A Europa ocidental tem dois desportos intelectuais que giram em torno da figura do ‘judeu’. No jogging histórico, o europeu típico apenas fala das vítimas do Holocausto. ‘História’ e ‘Holocausto’ são sinónimos no dicionário da velha Europa. No jogging da política internacional, os europeus passam a vida a criticar as acções de Israel. Aliás, boa parte dos europeus pensa que criticar Telavive é o mesmo que ter um pensamento sustentado sobre política internacional. Ora, a montante destes dois joggings oficiais e mui sonoros, vamos encontrar um terceiro desporto europeu relacionado com o ‘judeu’. Mas este terceiro desporto é clandestino e silencioso. Estou, como é óbvio, a falar do jogging do politicamente correcto; aquele que branqueia o anti-semitismo dos muçulmanos que vivem na Europa. Pela mão dos islamitas, o anti-semitismo regressou à Europa. Porém, este assunto nunca merece destaque na agenda europeia.

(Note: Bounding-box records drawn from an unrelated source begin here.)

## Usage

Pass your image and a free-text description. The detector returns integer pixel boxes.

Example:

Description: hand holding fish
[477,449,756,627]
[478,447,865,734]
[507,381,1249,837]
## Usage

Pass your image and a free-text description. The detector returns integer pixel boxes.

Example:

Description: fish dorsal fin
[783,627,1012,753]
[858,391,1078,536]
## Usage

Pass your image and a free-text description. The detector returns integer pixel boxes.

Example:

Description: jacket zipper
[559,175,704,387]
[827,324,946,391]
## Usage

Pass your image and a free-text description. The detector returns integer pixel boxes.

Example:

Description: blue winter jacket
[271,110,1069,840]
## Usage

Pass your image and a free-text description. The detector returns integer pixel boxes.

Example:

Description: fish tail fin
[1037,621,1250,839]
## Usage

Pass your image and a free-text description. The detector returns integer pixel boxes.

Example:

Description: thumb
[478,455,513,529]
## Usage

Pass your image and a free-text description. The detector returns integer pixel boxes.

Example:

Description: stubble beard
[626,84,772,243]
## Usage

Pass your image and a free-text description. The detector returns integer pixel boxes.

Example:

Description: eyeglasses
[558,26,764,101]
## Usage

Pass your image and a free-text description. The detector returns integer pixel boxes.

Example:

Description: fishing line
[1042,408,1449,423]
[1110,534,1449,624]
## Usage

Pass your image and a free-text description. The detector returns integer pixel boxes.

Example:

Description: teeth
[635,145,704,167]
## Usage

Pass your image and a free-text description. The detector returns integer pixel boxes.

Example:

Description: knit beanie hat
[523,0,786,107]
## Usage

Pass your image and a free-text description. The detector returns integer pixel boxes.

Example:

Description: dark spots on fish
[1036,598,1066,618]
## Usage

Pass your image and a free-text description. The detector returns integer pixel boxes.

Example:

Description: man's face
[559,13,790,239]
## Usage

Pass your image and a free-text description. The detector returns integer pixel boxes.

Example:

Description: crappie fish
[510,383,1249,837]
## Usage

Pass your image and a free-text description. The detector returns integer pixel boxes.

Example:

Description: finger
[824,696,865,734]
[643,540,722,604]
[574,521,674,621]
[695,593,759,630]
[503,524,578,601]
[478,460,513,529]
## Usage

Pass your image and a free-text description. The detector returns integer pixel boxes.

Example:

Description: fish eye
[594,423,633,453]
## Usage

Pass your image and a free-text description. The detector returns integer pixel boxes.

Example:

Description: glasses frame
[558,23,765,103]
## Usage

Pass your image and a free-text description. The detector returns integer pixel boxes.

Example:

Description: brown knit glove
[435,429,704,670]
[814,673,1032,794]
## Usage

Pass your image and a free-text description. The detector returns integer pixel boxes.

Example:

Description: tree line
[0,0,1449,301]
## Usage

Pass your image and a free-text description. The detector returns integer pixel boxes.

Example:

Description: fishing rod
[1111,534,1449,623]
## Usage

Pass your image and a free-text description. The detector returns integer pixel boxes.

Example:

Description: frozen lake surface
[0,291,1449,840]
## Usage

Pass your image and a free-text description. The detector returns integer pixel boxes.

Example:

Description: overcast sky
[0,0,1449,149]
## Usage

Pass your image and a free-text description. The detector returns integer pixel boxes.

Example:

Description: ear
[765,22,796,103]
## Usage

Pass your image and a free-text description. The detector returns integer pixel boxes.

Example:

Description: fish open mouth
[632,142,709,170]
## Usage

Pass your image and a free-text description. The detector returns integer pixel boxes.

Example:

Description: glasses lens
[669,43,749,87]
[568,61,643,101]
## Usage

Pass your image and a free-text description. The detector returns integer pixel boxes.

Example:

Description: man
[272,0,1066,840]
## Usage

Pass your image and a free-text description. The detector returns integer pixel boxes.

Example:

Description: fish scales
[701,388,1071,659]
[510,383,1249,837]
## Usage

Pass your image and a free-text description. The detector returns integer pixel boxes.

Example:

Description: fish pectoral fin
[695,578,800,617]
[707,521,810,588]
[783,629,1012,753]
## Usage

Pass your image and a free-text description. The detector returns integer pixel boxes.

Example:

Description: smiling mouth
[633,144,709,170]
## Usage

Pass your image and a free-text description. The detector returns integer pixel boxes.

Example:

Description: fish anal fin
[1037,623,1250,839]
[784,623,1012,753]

Desde o 11 de Setembro, as comunidades judaicas em França, Reino Unido, Holanda e Alemanha têm sido violentamente atacadas por muçulmanos radicais. Em resposta, as autoridades europeias aconselham os judeus a esconder os sinais da sua jewishness. Perante esta tremenda gentileza, muitos judeus europeus estão a emigrar para Israel. E o que dizem os jornalistas e políticos sobre este problema? Nada. O anti-semitismo dos muçulmanos europeus é um tabu. Um tabu que resulta do fascismo epistemológico imposto pelo politicamente correcto. Neste estranho ambiente intelectual, criticar o islamismo radical é o mesmo que ser ‘racista’, e apontar o dedo ao anti-semitismo islamita só pode ser sinal de uma profunda ‘islamofobia’. Com medo de serem apelidados ‘islamofóbicos’ ou ‘racistas’, os europeus preferem abafar os actos anti-semitas e racistas dos muçulmanos radicais.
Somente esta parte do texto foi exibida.